Je me jette sur Randall, fatiguée de tout ça et saisi son col, lui demande alors une dernière fois avec un air furieux :
- Arrête de nous prendre pour des cons merde ! Combien vous êtes ?
Randall sursaute et lâche un cri de surprise en me voyant lui sauter dessus. Je reste comme ça, le fixant méchamment. Il finit par céder et nous dire qu'il connait à peines ses hommes. Ils sont 30 en tout et leur camp change très régulièrement de place, donc impossible de les localiser... Je le lâche contre le mur et me relève. Je fis face à Daryl, l'air interrogateur et le prends à part.

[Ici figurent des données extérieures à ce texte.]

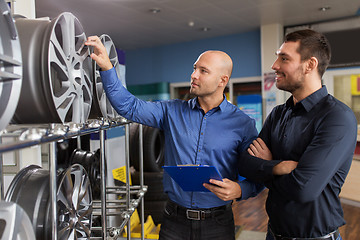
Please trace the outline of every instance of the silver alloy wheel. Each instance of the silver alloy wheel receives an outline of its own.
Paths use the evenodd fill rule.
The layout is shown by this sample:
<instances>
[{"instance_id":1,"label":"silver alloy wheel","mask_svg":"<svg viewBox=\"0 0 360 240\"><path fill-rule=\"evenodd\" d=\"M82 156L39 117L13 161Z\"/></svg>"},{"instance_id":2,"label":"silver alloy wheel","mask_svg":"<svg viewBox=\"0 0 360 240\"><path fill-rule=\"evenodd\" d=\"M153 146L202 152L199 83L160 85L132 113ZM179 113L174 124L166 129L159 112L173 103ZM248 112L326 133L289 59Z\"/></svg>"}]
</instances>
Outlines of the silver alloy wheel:
<instances>
[{"instance_id":1,"label":"silver alloy wheel","mask_svg":"<svg viewBox=\"0 0 360 240\"><path fill-rule=\"evenodd\" d=\"M92 223L90 179L80 164L63 172L58 184L58 239L89 239Z\"/></svg>"},{"instance_id":2,"label":"silver alloy wheel","mask_svg":"<svg viewBox=\"0 0 360 240\"><path fill-rule=\"evenodd\" d=\"M28 214L36 239L51 239L48 170L30 165L11 182L5 200L19 204ZM89 239L92 223L92 196L85 169L74 164L58 175L57 181L58 239Z\"/></svg>"},{"instance_id":3,"label":"silver alloy wheel","mask_svg":"<svg viewBox=\"0 0 360 240\"><path fill-rule=\"evenodd\" d=\"M0 0L0 130L16 110L22 84L19 36L10 9Z\"/></svg>"},{"instance_id":4,"label":"silver alloy wheel","mask_svg":"<svg viewBox=\"0 0 360 240\"><path fill-rule=\"evenodd\" d=\"M90 114L93 68L79 20L62 13L52 21L19 18L24 62L16 123L84 123Z\"/></svg>"},{"instance_id":5,"label":"silver alloy wheel","mask_svg":"<svg viewBox=\"0 0 360 240\"><path fill-rule=\"evenodd\" d=\"M28 215L18 204L0 201L0 237L1 239L36 239Z\"/></svg>"},{"instance_id":6,"label":"silver alloy wheel","mask_svg":"<svg viewBox=\"0 0 360 240\"><path fill-rule=\"evenodd\" d=\"M20 170L12 180L5 200L17 203L29 216L36 239L47 239L46 224L49 201L49 171L36 165ZM47 223L49 222L49 223Z\"/></svg>"},{"instance_id":7,"label":"silver alloy wheel","mask_svg":"<svg viewBox=\"0 0 360 240\"><path fill-rule=\"evenodd\" d=\"M69 161L70 164L81 164L81 166L85 168L91 183L92 198L100 199L100 149L94 152L75 149L71 154Z\"/></svg>"},{"instance_id":8,"label":"silver alloy wheel","mask_svg":"<svg viewBox=\"0 0 360 240\"><path fill-rule=\"evenodd\" d=\"M118 78L120 79L122 85L126 87L125 82L125 72L122 71L122 68L119 64L118 55L116 52L116 47L112 39L109 35L103 34L100 36L101 42L104 44L106 48L106 52L110 58L110 61L112 65L115 68L116 74ZM111 106L110 101L106 97L104 87L101 81L100 77L100 68L94 61L94 97L96 97L96 101L93 101L93 106L91 110L90 117L96 118L96 117L105 117L109 119L116 119L119 117L119 114L115 111L115 109Z\"/></svg>"}]
</instances>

Je lui demande ce qu'on a besoin de savoir d'autre, n'ayant pas l'habitude de ce genre d'activité. Il me répond que même si je suis plutôt maligne, il n'en dira pas plus si facilement. Je lui adresse un sourire et lui demande de me faire confiance. Après s'être concertés deux minutes, je reviens vers Randall accompagné de Daryl et je fixe le mur. Je sais que Randall me regarde.
- Je ne peux pas me décider, est-ce que tu dois vivre ou mourir ? Je peux te brûler, ou te découper avec son couteau, morceau par morceau... - D'une voix blasée et l'air pensif.
- Non, non ! Ok, ok, qu'est-ce que tu veux de plus ? Me répond Randall, paniqué.
- Dis-m'en plus, leurs armements, leurs manières de faire... Sinon, tu peux aussi me prêter l'un de tes yeux, je les découperais avec délicatesse, je te le jure... Je réponds d'un ton très sérieux. La manipulation me plaisait bien, finalement. À des fins juste, bien sûr...
- Ok ! Ok ! Ils ont des armes, de la grosse artillerie. Des automatiques, sauf moi, moi,je n'en ai pas... Me répond Randall.
-T'es une mauviette, je le sais que t'as pas d'armes, je rigole. Continue... je t'en pris, mon grand.
Il semble tellement surpris qu'il ne réfléchissait pas à ce qu'il disait. Il pensait que je lui faisais confiance et il déballait tout.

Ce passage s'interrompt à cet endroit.